Want some anecdotal evidence to back it up? In the 2010 campaign for Florida governor, Democrat Alex Sink won sixteen out of sixteen newspaper endorsements, and still managed to lose the general election to Rick Scott. Scott, like Frank White, rejected all invitiations to sit down with newspaper editorial boards. This shocked the Florida political establishment and went against conventional wisdom. At that time, it was still widely thought by many that newspaper endorsements actually did matter.
But they didn’t. And still don’t. Nor are they likely to ever again matter.
Some campaign consultants will tell you the newspaper endorsements didn’t matter that time only because Rick Scott spent $70 million, mostly on television, and because of that he was able to overcome the distinct lack of endorsements from the state’s previously-respected opinion leaders, plastered across his direct mail and television ads. Instead, Rick Scott was forced to plaster his TV ads with other useful information, such as, for instance, the fact that Alex Sink got caught cheating by CNN during a live, nationally-televised debate.
Good news for Rick Scott: those kinds of things matter to voters. Newspaper endorsements don’t matter. At all.
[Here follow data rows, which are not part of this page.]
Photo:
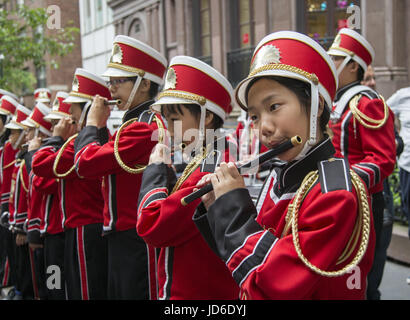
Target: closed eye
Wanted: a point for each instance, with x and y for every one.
(274, 106)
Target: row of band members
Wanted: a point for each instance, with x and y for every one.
(110, 211)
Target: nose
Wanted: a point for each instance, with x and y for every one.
(266, 127)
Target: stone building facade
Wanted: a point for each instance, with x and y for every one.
(224, 33)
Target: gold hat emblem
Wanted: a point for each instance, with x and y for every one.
(56, 104)
(42, 95)
(116, 54)
(170, 79)
(76, 85)
(268, 54)
(336, 42)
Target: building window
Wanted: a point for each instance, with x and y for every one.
(245, 23)
(87, 18)
(321, 20)
(41, 77)
(136, 30)
(99, 16)
(202, 30)
(241, 39)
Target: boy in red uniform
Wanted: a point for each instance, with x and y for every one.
(362, 124)
(135, 71)
(22, 260)
(8, 105)
(47, 228)
(85, 262)
(199, 97)
(312, 224)
(37, 127)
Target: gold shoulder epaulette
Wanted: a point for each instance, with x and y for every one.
(362, 226)
(138, 168)
(363, 119)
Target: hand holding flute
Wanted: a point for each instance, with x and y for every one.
(100, 111)
(227, 176)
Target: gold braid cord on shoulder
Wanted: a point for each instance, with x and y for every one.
(21, 175)
(190, 168)
(9, 165)
(57, 160)
(362, 226)
(364, 120)
(138, 168)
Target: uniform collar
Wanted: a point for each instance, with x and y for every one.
(137, 111)
(291, 175)
(341, 91)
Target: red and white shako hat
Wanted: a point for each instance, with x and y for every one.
(131, 58)
(293, 55)
(60, 109)
(36, 119)
(190, 80)
(8, 106)
(22, 113)
(42, 95)
(85, 86)
(7, 93)
(352, 45)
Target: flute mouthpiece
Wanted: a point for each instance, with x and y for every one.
(296, 140)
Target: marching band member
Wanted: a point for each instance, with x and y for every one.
(22, 257)
(49, 223)
(7, 110)
(199, 97)
(312, 224)
(362, 125)
(39, 128)
(135, 71)
(85, 262)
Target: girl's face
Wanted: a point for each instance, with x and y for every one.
(182, 127)
(278, 115)
(76, 110)
(14, 135)
(121, 88)
(30, 134)
(1, 125)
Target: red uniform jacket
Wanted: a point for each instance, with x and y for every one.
(7, 160)
(262, 260)
(187, 268)
(120, 188)
(81, 200)
(371, 153)
(44, 213)
(18, 203)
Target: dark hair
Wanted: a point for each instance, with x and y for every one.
(5, 136)
(302, 91)
(195, 110)
(360, 71)
(153, 90)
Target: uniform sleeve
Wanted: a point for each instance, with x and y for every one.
(268, 267)
(377, 145)
(33, 215)
(21, 212)
(43, 159)
(94, 159)
(162, 220)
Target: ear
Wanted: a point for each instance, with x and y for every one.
(145, 85)
(321, 106)
(354, 67)
(209, 117)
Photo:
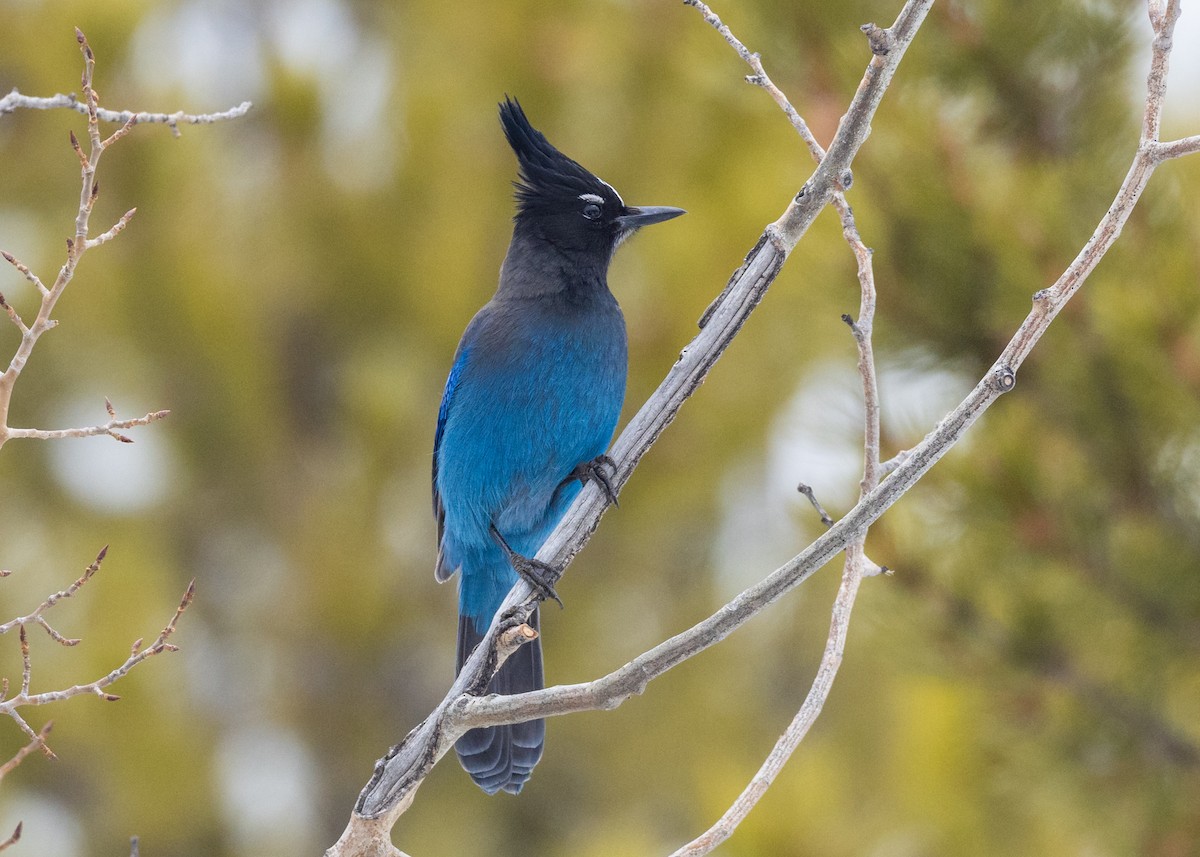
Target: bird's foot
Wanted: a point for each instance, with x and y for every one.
(539, 575)
(594, 472)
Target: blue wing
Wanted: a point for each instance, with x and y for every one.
(441, 571)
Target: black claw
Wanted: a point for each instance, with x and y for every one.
(593, 472)
(541, 576)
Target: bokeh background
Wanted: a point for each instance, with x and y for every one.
(293, 288)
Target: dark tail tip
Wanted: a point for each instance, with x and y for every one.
(503, 757)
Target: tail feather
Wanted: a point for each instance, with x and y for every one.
(503, 757)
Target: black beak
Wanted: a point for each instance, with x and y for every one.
(635, 217)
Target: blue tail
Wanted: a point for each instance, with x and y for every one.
(503, 756)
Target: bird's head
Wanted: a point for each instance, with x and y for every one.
(562, 202)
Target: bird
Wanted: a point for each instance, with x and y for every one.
(528, 411)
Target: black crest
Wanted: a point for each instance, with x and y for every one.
(549, 178)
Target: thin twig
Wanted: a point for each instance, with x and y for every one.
(37, 743)
(108, 429)
(79, 243)
(15, 838)
(96, 688)
(827, 671)
(36, 616)
(15, 101)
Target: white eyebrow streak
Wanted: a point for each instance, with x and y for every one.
(611, 189)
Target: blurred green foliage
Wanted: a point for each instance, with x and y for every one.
(293, 287)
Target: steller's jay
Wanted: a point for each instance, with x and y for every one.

But in Frank White’s case, he doesn’t have $70 million to spend on television, and for that reason, some think he’s making a strategic error in slapping the Tampa Bay Times.
Certainly, in rejecting the Times’ invitation so bluntly, White risks drawing the ire of the editorial board, who can wax lyrically about how much they respect and admire White’s political opponents, how White lacks qualifications the Times deems important, and so on. But opinion pieces from embittered liberal editors don’t really matter much anymore either. After all, opinions are like…you know…everyone’s got one.
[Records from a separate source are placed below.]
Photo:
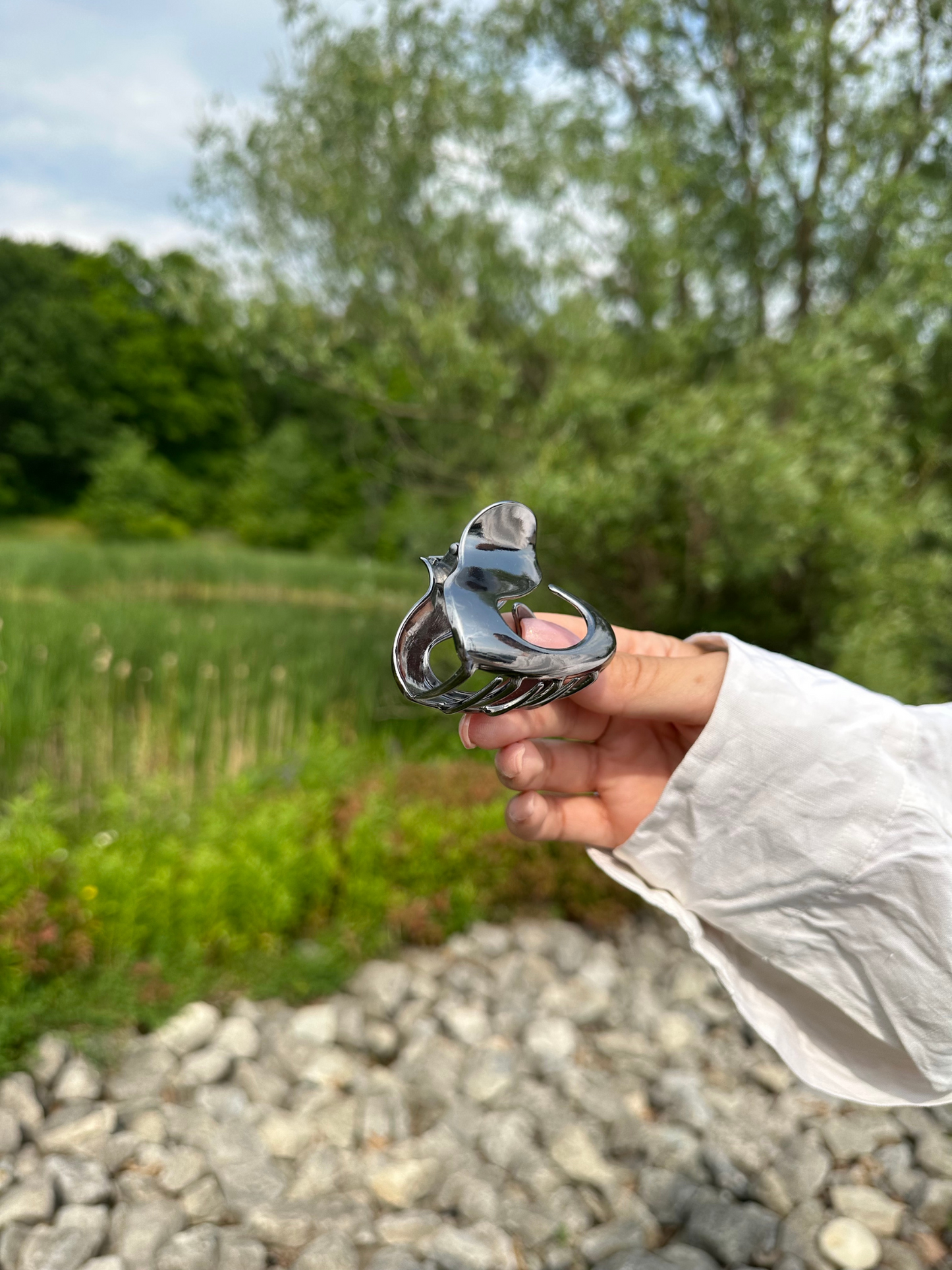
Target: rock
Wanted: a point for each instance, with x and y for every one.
(602, 1241)
(142, 1075)
(579, 1159)
(393, 1259)
(405, 1182)
(31, 1201)
(78, 1235)
(804, 1167)
(798, 1234)
(414, 1228)
(11, 1133)
(480, 1248)
(381, 987)
(204, 1067)
(190, 1029)
(848, 1244)
(79, 1182)
(50, 1056)
(860, 1133)
(80, 1134)
(190, 1250)
(239, 1252)
(78, 1080)
(934, 1204)
(19, 1096)
(316, 1024)
(934, 1151)
(238, 1037)
(866, 1204)
(331, 1252)
(285, 1225)
(734, 1234)
(551, 1043)
(667, 1194)
(140, 1230)
(204, 1201)
(12, 1240)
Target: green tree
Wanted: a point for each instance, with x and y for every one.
(94, 343)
Perhaps if the editors were to pull out all of the stops and write opinion column after opinion column about their collective disdain for Frank White, they could perhaps overwhelm Google’s search algorithms and bury any positive news about him and his campaign for attorney general. But that would require a lot of writing, and only on one topic, which would get rather tiresome. After all, the Times newspaper editors have more important opinions they want to share with you, such as their views about the wonderful organization that is Planned Parenthood, or how Brett Kavanaugh is actually “qualified” to be a U.S. Supreme Court justice, but (eyebrows furrowed and lips pursed into a look of utmost seriousness), he must be “thoroughly vetted.” As if their readers didn’t have any clue about such things and needed 600+ words from Tim Nickens and his comrades to grasp those elusive facts.
But White’s decision to spurn the Times’ invitation is much more than him just picking low-hanging fruit from the tree of ideological rhetoric.
If most voters have little regard for the opinions of newspaper editors, most Republican primary voters harbor outright disdain. White’s letter captures that disdain, crystallizes it, and holds it out for all to see. But more than that, now that he’s done so, he’s forced his primary opponent into a Hobson’s choice of accepting the endorsement from the liberal editorial board of the Tampa Bay Times, or following White’s lead and accepting none at all.